Never stop learning and evaluating! More than ever, we find ourselves in an environment where we must navigate a wide range of skills and considerations that are beyond formal architectural training. Bouncing ideas off peers, whether within your practice or competing practices, helps with all of this. We are part of one formal and a few informal peer groups and gain a lot from this sort of open sharing.

 

John Morgan

John Morgan

Director

Leonard Design

 

According to the super clever people at PwC “The AI Revolution, it’s a people thing” – it is NOT about replacing people – it IS about up-skilling your team. Architects and Designers must embrace AI .. learn new skills … and also “throw away old skills” ( which I know is very hard to do after you have invested SO much time and effort in learning ) but we need to get used to this, as this rate of change will only increase. Exciting times ahead !

 

Magnus Strom

Magnus Strom

Founder and Creative Director

Strom Architects

Common sense and curiosity. I see a world that is reliant on software, and AI moving in quickly. Having the common sense to see the wider issues and impact is something I see being missed time and time again. There needs to be an understanding that AI is a tool, and we need to capitalise on how we use the tools.

Successful architects’ practices will learn to navigate this. Niche and specialist firms will thrive, as will the mega practices. I think the run-of-the-mill practices doing average work in residential and educational sectors will struggle.

The niche practices will thrive because, in the high-end market, clients will value the human experience and maybe even imperfection.

The behemoths will own the tech and be able to hoover up work and churn it out efficiently.

Who knows, we are all speculating. We’ll see so much development over the next 5 to 10 years, and you need to stay curious and learn at pace.

Steven Charlton

Steven Charlton

CEO | Founder

I/O Atelier

Architects and designers must blend new tech with timeless human skills. Learn enough coding so AI can tackle the tedious work and data crunching. Use the time saved to do what only people can: dream, question, empathise.

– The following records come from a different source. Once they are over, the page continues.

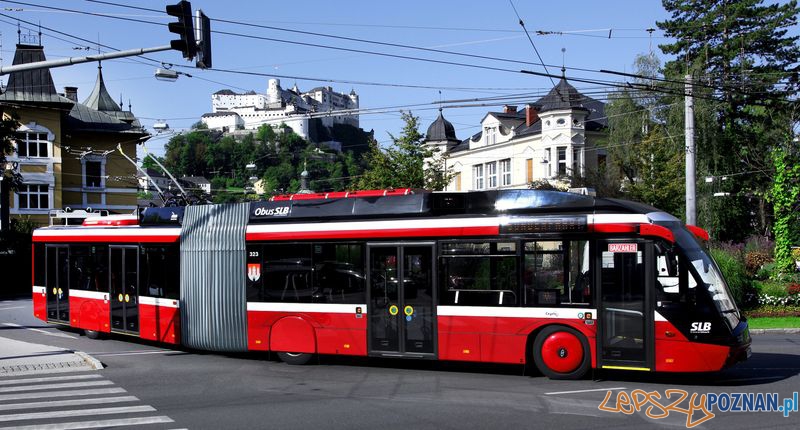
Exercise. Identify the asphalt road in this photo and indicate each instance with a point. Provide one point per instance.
(201, 390)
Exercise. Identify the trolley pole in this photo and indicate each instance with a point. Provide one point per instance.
(691, 211)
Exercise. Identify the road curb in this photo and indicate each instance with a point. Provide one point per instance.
(775, 331)
(91, 361)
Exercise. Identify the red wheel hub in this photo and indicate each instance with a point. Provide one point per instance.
(562, 352)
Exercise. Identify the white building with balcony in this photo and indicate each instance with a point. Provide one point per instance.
(551, 139)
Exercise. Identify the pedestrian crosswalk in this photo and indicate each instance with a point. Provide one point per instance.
(81, 401)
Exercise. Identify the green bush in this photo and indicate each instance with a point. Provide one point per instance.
(771, 288)
(731, 263)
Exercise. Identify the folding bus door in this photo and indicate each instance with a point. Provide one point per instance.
(124, 288)
(57, 281)
(401, 307)
(626, 333)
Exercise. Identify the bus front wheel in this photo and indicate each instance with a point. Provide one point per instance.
(296, 358)
(93, 334)
(561, 353)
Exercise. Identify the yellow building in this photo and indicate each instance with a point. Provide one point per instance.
(66, 151)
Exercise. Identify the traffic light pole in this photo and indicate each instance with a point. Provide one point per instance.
(77, 60)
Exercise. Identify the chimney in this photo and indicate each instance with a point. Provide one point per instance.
(531, 115)
(71, 93)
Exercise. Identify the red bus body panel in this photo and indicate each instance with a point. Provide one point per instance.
(159, 320)
(89, 310)
(312, 330)
(40, 302)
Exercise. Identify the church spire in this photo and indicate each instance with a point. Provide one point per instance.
(100, 99)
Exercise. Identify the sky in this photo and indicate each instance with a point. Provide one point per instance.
(587, 35)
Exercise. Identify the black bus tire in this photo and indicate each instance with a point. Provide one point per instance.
(93, 334)
(294, 358)
(561, 352)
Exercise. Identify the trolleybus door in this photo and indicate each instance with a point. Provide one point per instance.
(57, 282)
(401, 309)
(124, 288)
(626, 333)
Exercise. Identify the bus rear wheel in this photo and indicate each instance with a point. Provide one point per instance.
(295, 358)
(561, 353)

Feed your creativity with real-life experiences music, travel, food, conversations and turn them into fresh ideas. Design for a carbon-positive, socially fair future. In essence, treat AI as a helpful apprentice while you double down on imagination, curiosity, and care.

 

Philip Gillard

Philip Gillard

Managing Director

Arquitectonica

The role of an architect today, as it always has been, is complex and multi faceted. It reflects a world that has greatly changed, is changing rapidly in an uncertain way, and must address the challenges of that change to create peace and unity between people and their environment.

Richard Fenne

Richard Fenne

Director

Woods Bagot

You have to adopt a strong curiosity about the world, as our ultimate role in society is to help solve the problems that our people, communities and planet face. We are creating the urban environment of the future, so we need to have a deep understanding by soaking up the social, economic and environmental issues around us. Read, listen and look – beyond design and architecture. Be inspired!